Folders and Products are separate entities: user can create and delete folders independently of products and vice versa.
The problem with current schema is that it's hard to implement finding products whose folder
is a child of selected folder.
I expect each folder to contain up to 100.000 products.
I was thinking if adding products
field that would contain product's _id
s to ProductFolder
is a good idea.
What schema design would you recommend? Should I add products
field or leave it as is and come up with a solution to find nested folders?
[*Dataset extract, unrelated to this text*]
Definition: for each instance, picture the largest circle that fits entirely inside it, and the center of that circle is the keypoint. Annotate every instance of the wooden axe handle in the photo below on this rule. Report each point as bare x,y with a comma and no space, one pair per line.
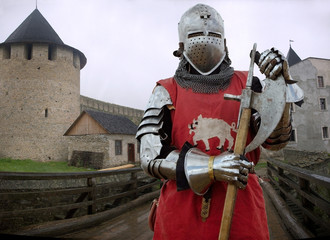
240,143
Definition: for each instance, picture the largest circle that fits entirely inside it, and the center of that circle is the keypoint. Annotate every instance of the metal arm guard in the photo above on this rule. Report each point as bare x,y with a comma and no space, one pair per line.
158,159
Or maybe there's some other approach?
When user selects a folder, all products whose folder is equal to selected folder _id and whose folder is direct or indirect children of selected folder should be returned.
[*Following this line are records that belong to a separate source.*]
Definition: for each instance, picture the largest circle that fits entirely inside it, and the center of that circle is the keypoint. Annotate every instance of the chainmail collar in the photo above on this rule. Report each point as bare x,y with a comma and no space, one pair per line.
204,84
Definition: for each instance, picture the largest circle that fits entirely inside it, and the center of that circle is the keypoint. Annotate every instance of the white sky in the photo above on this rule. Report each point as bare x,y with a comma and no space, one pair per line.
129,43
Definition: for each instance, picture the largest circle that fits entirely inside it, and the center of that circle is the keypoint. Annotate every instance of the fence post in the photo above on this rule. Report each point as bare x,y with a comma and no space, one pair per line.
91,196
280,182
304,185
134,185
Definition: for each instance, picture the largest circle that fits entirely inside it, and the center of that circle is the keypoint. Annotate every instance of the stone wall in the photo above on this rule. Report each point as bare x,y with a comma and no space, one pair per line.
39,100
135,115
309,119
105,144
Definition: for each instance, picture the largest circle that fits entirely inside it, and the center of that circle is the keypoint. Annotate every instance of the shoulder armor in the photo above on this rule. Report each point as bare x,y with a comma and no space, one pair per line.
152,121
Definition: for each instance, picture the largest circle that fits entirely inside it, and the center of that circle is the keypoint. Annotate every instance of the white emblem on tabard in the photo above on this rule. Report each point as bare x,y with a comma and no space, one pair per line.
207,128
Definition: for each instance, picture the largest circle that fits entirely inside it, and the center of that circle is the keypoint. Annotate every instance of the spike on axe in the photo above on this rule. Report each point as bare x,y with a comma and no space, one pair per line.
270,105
Here is a way to implement this, for example the models are:
product: {
_id: <ObjectId>,
name: <string>,
vendor: <number>,
}
folder: {
_id: <ObjectId>,
parent: <ObjectId>,
child: [ <ObjectId>, <ObjectId>, ... ]
products: [ <ObjectId>, <ObjectId>, ... ],
}
Example data (shows some fields with data for a sample querying):
products:
[
{ _id: "p11" }, { _id: "p12" }, { _id: "p13" },
{ _id: "p14" }, { _id: "p15" }, { _id: "p16" },
{ _id: "p17" }, { _id: "p18" }, { _id: "p19" },
{ _id: "p20" }, { _id: "p21" }, { _id: "p90" },
{ _id: "p91" }, { _id: "p92" },
]
folders:
[
{ _id: 1, parent: "...", children: [ 2, 3 ], products: [ "p11", "p12" ] },
{ _id: 2, parent: "...", children: [], products: [ "p13" ] },
{ _id: 3, parent: "...", children: [ 4 ], products: [ "p20", "p21" ] },
{ _id: 4, parent: "...", children: [ 40 ], products: [ "p16", "p17" ] },
{ _id: 9, parent: "...", children: [ ], products: [ "p92" ] },
{ _id: 40, parent: "...", children: [ ], products: [ "p90", "p91" ] },
]
The query is to get all the products for the current folder and its sub folders recursively. Assuming the selected folder is { _id: 1 }
, the aggregation query uses $graphLookup
and all the resulting "products" are listed in the all_products
array.
db.folders.aggregate( [
{
$match: { _id: 1 }
},
{
$graphLookup: {
from: "folders",
startWith: "$children",
connectFromField: "children",
connectToField: "_id",
maxDepth: 99999,
as: "hierarchy"
}
},
{
$project: {
all_products: {
$reduce: {
input: "$hierarchy",
initialValue: "$products",
in: { $concatArrays: [ "$$value", "$$this.products" ] }
}
}
}
},
] )
Example's output:
{
"_id" : 1,
"all_products" : [
"p11",
"p12",
"p16",
"p17",
"p13",
"p20",
"p21",
"p90",
"p91"
]
}
Note the $graphLookup
outputs data in no particular order. Further, you can use $lookup
to fetch the product details from the products
collection (this stage is not shown in the query). The query runs in mongosh
.
With this design, modifying data may require changing data in both collections. For example, if you delete a product, the data needs to be deleted from both collections.